Does Bondi Beach say vampire to you? It might after reading this.

This one didn’t do it for me. It felt like a treatment for an episode of some TV Horrifying Tales show than a real story. The storytelling was focused on a big reveal that held no surprises for me. The characterisation was minimal. The ideas were fine. The location worked. Some of the scenes were vivid enough to be a mental storyboard. Overall though, it seemed insubstantial to me


Christmas isn’t fun when your mother drags you to the isolated home of the ailing grandmother who you are deeply afraid of. It’s worse when you discover the unnatural company your grandmother keeps and the hold she has over you mother and your uncle.

One of the reasons I bought this anthology was to get my first taste of Tananarive Due’s writing. ‘Return To Bear Creek Lodge’ left me hungry to read more of her work but dissatisifed with this particular story.

I loved the voice of the main character in this story. He felt real and immediate and was easy to engage with. All the scenes were vivid and the content was beyond creepy. I particularly liked the way the story showed how pain and guilt are passed between generations by the lies that are told and the truths that are silenced.

But…

…it didn’t read like a story to me. It read like a chapter from a novel. I like a story to have a beginning, a middle and an end, even if they’re not in that order. This was almost all middle. I was dropped into a boy’s experience of an event. It was a vivid and disturbing experience but it went nowhere. The ending, which moved from boy to young man, felt like a tidy-up rather than a conclusion. I could see this as a piece an author might write to get inside the head and the backstory of a key character in a novel but that doesn’t, for me at least, make it a good short story.

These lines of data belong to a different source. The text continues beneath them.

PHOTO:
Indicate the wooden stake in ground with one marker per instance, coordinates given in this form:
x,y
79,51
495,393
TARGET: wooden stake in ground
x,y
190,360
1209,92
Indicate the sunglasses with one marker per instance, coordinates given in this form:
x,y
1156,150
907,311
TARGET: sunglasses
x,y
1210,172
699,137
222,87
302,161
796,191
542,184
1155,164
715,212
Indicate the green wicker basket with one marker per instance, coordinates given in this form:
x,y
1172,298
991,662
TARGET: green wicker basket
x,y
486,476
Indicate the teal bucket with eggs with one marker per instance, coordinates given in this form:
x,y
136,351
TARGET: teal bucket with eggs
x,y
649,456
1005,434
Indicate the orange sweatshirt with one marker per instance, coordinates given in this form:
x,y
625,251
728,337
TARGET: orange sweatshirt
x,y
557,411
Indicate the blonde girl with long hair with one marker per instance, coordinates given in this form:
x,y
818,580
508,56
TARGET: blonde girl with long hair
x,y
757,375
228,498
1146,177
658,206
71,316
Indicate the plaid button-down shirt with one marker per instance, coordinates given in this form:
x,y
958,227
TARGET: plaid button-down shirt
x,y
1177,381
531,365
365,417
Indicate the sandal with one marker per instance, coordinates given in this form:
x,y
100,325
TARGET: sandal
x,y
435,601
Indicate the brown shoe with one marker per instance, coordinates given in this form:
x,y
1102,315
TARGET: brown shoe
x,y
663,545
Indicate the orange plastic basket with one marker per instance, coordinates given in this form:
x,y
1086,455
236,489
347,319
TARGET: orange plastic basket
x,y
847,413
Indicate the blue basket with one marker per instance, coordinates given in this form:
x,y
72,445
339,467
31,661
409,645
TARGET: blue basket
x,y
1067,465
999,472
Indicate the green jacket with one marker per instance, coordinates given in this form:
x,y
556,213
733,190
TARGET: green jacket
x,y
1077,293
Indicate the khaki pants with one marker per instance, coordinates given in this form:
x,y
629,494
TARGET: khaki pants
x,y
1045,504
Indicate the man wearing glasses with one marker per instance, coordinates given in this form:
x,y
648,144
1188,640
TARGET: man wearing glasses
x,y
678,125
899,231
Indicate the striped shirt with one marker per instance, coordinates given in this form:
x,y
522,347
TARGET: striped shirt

What happened to Laura twenty Christmases ago that left her with a bite mark on her arm and a Christmas ritual of nailing shut her doors and windows and loading her shotgun? I didn’t guess but I enjoyed finding out.

This was a lot of fun. Gory, nasty, dark, impossible to resist fun. I had to know what happened to Laura to make her this way and what would happen to her this Christmas when she faces the ghost of Christmases past.

For me, everything worked in this story: the pacing, the imagery, the plot twists and the dark central idea, one common across many cultures but no less disturbing for that. 

If ‘A Christmas Carol‘ has a dark shadow, a Black Peter to Dickens’ Santa Claus, then this is it.